Von oben, von der Ladebrücke aus, erinnert der Hamburger Hafen an ein riesiges Uhrwerk. Auf dem Gelände stapeln sich in langen Reihen Container, Kräne rattern daran entlang. heben manche hoch und setzen andere ab. Automatisch gesteuerte Wagen fahren geschäftig hin und her, bringen Ware von den Schiffen ins Lager und umgekehrt. Gerade hat ein Containerschiff am Dock angelegt, schwer beladen mit Fracht aus Asien . Rund 5.000 Standardcontainer (TEU) sind auf einen Schwung angekommen. Einer nach dem anderen werden sie abtransportiert.

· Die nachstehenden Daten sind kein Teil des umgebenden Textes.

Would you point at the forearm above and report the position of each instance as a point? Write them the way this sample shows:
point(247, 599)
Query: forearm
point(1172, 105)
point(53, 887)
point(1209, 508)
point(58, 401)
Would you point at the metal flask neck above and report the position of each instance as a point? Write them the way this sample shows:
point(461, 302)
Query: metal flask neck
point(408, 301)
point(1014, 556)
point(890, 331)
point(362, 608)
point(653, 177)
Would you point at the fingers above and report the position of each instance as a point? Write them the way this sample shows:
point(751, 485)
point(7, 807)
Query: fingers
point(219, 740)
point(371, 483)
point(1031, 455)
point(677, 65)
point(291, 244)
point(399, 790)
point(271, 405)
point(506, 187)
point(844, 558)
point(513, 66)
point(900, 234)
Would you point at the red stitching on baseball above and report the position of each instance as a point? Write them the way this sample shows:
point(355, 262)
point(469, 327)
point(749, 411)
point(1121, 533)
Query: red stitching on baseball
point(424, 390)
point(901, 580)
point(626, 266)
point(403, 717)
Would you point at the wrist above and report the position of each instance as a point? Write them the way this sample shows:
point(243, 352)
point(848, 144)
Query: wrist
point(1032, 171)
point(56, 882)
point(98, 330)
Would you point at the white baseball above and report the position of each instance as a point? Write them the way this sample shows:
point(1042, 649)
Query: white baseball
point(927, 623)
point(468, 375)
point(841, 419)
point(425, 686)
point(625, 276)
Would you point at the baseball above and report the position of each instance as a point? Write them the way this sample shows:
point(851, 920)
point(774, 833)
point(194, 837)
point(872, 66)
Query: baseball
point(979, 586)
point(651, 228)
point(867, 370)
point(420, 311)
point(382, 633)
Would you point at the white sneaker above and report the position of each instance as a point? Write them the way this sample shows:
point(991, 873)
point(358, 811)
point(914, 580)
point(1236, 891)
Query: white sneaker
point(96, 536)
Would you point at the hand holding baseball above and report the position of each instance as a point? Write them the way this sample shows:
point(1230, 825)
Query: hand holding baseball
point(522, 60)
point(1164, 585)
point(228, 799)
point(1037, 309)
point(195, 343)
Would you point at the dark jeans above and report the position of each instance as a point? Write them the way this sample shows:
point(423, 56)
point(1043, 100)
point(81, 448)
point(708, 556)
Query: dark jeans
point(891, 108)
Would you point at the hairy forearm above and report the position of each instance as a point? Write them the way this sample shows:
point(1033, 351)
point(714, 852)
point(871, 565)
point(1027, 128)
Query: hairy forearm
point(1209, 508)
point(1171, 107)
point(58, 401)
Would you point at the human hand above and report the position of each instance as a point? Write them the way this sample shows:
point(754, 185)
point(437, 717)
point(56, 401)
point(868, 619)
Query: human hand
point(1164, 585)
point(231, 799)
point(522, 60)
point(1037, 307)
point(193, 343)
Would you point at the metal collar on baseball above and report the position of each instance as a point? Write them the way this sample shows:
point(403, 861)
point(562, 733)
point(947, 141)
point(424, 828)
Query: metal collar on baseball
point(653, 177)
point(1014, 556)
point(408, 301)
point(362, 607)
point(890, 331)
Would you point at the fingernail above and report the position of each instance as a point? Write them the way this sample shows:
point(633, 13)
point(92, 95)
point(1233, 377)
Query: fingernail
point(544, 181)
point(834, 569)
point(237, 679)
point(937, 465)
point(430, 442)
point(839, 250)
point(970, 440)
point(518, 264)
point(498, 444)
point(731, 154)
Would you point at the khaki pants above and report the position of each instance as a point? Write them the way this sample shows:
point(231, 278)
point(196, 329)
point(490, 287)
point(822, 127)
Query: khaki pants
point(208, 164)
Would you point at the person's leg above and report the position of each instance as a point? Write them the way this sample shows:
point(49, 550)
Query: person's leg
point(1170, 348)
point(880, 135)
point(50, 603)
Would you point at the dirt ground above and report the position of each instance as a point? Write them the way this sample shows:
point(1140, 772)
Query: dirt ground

Es ist ein fein aufeinander abgestimmtes Uhrwerk, doch in Hamburg fürchten viele, dass es bald ins Stocken geraten könnte. Die Elbe ist zu schmal und vor allem zu flach für die jüngste Generation der riesigen Containerschiffe, die seit einiger Zeit auf den Weltmeeren unterwegs ist. Die Hansestadt will den Fluss daher vertiefen, doch der Plan ist umstritten. Seit zehn Jahren diskutieren Politiker, Unternehmer und Umweltverbände erbittert das Für und Wider. Ohne den Ausbau könne der Hafen einpacken, klagt die Wirtschaft. Purer Luxus und ökologisch eine Katastrophe, zetern Umweltschützer.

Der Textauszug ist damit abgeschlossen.